Written by: Goran Damjanovic
Best Steam Deck Wireless Bluetooth Controller

In my Steam Deck review I have mentioned that playing esports games on Valve’s console can be quite frustrating if you’re relying solely on the built in controller, and the only solution is to get a proper Steam Deck controller. Everything else is just a compromise.

Well, to complement that statement, me and the team sat down and created an overview of the best controllers for the Steam Deck, covering all price brackets; from affordable last gen models up to the latest premium pieces of gaming tech. However, similar to the situation we had with External Steam Deck SSD‘s, not all controllers are compatible with Valve’s handheld.

So, before we jump on to the full list, let’s first clear up some misconceptions around the Steam Deck and its compatibility with external devices.

Understanding the Landscape of Steam Deck Controllers

Considering that the Steam Deck is more or less a regular PC running Linux, technically most wired and wireless controllers should work out-of-the-box, but as it always goes, the devil is in the details dongles.
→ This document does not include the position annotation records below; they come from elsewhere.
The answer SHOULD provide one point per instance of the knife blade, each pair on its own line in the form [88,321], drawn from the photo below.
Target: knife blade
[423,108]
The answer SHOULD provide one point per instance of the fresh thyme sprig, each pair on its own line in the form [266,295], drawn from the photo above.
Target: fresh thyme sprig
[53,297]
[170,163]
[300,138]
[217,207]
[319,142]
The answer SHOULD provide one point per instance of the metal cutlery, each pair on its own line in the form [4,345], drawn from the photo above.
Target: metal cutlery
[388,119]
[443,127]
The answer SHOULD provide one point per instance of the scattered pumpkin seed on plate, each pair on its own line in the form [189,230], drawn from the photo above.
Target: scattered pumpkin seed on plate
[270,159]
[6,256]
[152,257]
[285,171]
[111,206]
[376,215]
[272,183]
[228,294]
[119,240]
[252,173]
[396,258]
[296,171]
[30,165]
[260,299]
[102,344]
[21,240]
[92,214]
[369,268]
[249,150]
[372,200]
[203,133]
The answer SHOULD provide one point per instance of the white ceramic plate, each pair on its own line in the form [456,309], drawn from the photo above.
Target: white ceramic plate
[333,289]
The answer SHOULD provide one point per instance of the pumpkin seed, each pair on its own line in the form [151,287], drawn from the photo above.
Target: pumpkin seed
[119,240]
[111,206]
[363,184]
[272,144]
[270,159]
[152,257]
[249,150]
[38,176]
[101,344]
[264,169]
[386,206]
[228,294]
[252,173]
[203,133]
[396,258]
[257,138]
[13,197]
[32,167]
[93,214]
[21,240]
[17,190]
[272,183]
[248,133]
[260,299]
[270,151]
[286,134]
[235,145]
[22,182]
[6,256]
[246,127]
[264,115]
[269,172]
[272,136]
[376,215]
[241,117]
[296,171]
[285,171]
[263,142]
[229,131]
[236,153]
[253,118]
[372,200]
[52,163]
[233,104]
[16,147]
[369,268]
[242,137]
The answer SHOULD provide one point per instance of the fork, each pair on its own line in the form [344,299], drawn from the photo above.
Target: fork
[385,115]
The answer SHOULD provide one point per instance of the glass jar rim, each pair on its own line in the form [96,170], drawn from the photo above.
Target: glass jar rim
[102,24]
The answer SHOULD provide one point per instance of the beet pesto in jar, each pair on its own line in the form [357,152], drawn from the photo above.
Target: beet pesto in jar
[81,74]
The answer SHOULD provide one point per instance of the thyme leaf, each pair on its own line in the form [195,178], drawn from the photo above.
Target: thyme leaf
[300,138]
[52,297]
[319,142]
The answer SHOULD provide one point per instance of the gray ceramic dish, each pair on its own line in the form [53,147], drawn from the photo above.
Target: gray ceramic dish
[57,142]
  • Bluetooth controllers work effortlessly with the Steam Deck.  You only need to enable Bluetooth on your console and pair the device. Even the DualShock 3, which was a pretty tricky beast to make it work back during the early days of Steam Deck, can now be connected to a Steam Deck pretty effortlessly. The Bluetooth connectivity is stable, and the multiple controllers we tested, such as the Xbox Core and 8BitDo Ultimate, worked without noticeable hitches when in the same room as our Steam Deck.
  • 2.4 GHz wireless controllers are also compatible with the Steam Deck. Same as with Bluetooth, Valve’s console supports the 2.4GHz protocol, but you’ll need to find a way on how to connect a USB-A receiver in to Steam Deck’s USB-C port. To do that, we would either suggest the official Steam Deck docking station from Valve, or you can go for one of the many Steam Deck dock alternatives. Alternatively, a simple USB-A to USB-C adapter will do the job as well, which you might also need for other peripherals sooner or later, which brings me to my next point.
  • Steam Deck is also compatible with most wired controllers. All you have to do is connect them when docked or use the aforementioned USB-A to USB-C adapter if you want to use a controller without a dock or a USB hub.
  • Controllers running exotic or older technologies might cause some hiccups. Here we’re talking mostly about older PlayStation and Xbox controllers. There have been several issues with the DualShock 3 model, as well as the Xbox Wireless Adapter, but most of them can be resolved with a few Google searches.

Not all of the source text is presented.